Николай Норд - Избранник Ада
– Какое пивко, Коля, предпочитаешь? – обратился ко мне писарь, словно мы присутствовали не на адских муках грешников, а оказались в буфете театра оперетты во время перерыва веселенького водевиля.
– Да мне все равно, лишь бы холодненькое и бочковое, – вяло отозвался я, удрученный сценами насилия, творившимися невдалеке.
– Бутылочку «Крюгера» и чешского разливного, – приказал Баал-берита.
Через несколько секунд крысан появился, неся поднос в одной руке, поддерживая его когтистой пятерней снизу, словно ловкий официант, на котором стояли две хрустальные кружки и бутылка запотевшего пива «Кrüger», какового я раньше никогда не видывал. Под мышкой другой руки бес нес небольшой бочонок, с которого стекала водичка от таявшего, налипшего на него снега. За бесом следовали еще два черта, также одетых по форме, они тащили столик и два кресла из ротанга, а также кондиционер на подставке. Расставив стол и кресла перед нами и включив кондиционер, в невесть откуда взявшуюся тут розетку в базальтовой стене, помощники Шурпеня исчезли.
Мы расселись за столиком. Крысан же распечатал бутылку, выбил из бочонка пробку и разлил нам холодненькое пиво по кружкам, после чего отошел на пару шагов в сторону, услужливо ожидая дальнейших указаний.
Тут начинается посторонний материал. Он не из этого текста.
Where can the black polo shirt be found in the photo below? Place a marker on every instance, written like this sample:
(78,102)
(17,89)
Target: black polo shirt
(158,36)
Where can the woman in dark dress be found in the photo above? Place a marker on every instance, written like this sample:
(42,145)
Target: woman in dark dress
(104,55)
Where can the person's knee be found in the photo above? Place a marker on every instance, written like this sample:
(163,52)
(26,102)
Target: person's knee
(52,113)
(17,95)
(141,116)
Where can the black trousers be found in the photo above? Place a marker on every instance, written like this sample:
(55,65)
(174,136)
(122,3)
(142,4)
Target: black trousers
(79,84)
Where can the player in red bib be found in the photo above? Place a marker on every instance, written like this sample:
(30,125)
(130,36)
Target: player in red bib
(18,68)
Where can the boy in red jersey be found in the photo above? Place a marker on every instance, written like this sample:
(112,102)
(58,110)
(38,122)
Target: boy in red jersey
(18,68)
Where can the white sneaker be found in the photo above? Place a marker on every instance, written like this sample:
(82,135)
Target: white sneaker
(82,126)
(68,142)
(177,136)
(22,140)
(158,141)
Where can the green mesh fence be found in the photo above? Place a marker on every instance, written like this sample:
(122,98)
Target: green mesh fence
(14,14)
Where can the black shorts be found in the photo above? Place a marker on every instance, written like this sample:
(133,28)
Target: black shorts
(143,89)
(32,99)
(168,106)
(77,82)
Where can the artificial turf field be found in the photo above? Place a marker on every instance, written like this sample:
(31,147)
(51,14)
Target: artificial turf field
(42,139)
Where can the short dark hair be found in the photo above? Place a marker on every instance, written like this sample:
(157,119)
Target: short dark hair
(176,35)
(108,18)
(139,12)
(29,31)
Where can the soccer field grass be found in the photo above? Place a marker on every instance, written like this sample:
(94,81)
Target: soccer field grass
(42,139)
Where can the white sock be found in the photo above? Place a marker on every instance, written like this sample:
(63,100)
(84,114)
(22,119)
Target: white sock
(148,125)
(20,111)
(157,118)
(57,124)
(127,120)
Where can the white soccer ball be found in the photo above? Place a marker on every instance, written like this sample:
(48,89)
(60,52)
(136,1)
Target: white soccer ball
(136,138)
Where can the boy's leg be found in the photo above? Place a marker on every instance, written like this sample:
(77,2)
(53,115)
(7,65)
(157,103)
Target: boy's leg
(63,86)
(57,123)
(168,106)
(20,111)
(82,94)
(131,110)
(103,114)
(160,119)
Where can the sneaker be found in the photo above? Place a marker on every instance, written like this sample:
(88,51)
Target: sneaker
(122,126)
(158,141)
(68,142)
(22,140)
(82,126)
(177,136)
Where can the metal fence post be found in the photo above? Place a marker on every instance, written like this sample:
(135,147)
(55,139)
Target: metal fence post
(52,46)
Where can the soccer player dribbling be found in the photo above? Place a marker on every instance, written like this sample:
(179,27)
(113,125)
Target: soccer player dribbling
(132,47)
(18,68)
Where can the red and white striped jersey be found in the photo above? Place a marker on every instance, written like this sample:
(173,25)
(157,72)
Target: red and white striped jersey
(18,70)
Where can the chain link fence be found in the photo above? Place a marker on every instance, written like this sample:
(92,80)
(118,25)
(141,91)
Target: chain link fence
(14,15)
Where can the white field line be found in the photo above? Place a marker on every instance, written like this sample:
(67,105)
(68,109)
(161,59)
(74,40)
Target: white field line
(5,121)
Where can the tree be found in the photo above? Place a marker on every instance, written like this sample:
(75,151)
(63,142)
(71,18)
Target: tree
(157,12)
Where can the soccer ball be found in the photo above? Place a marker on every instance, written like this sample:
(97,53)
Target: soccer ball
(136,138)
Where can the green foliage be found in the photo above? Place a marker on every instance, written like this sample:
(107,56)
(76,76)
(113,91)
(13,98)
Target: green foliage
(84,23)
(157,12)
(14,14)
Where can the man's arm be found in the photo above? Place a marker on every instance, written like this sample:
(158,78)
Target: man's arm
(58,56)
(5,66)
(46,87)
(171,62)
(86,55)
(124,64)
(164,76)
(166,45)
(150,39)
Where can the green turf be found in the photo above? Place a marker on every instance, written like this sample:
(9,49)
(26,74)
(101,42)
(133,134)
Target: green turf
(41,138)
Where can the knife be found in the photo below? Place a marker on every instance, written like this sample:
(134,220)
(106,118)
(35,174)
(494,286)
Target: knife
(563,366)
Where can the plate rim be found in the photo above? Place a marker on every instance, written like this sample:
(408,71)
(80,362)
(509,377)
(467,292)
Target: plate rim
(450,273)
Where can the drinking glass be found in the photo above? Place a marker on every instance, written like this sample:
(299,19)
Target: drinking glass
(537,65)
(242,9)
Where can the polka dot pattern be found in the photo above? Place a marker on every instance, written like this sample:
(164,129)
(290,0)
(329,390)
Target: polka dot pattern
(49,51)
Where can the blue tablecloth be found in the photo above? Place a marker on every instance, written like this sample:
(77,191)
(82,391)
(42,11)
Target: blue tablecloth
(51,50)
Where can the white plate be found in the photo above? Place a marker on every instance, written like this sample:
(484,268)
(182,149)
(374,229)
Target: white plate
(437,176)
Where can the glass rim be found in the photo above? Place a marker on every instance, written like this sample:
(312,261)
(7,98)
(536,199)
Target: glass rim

Я залпом осушил свою кружку, которую тут же снова наполнил Шурпень, и понял, что не так уж мы и бесплотны, ежели можем ощущать вкус пива и способны сидеть на стульях. Эта ситуация, когда, с одной стороны, мы свободно проходили сквозь любые препятствия, словно это был простой воздух, а, с другой, при желании могли ощущать материальность вещей, была мне непонятна, но я не стал ни о чем расспрашивать писаря, ведь мы пришли сюда не за этим.
Я умышленно сел так, чтобы не видеть, как мучается мужичок в содоме демонов, Баал-берита же, наоборот, следил за издевательствами бесов, кажется, с определенным удовольствием. Он пил свое пивко мелким глоточками и иногда бросал чертям советы, как лучше и поглубже засунуть что-то куда-то и при этом, вдобавок, не забывал отпускать сальные шутки.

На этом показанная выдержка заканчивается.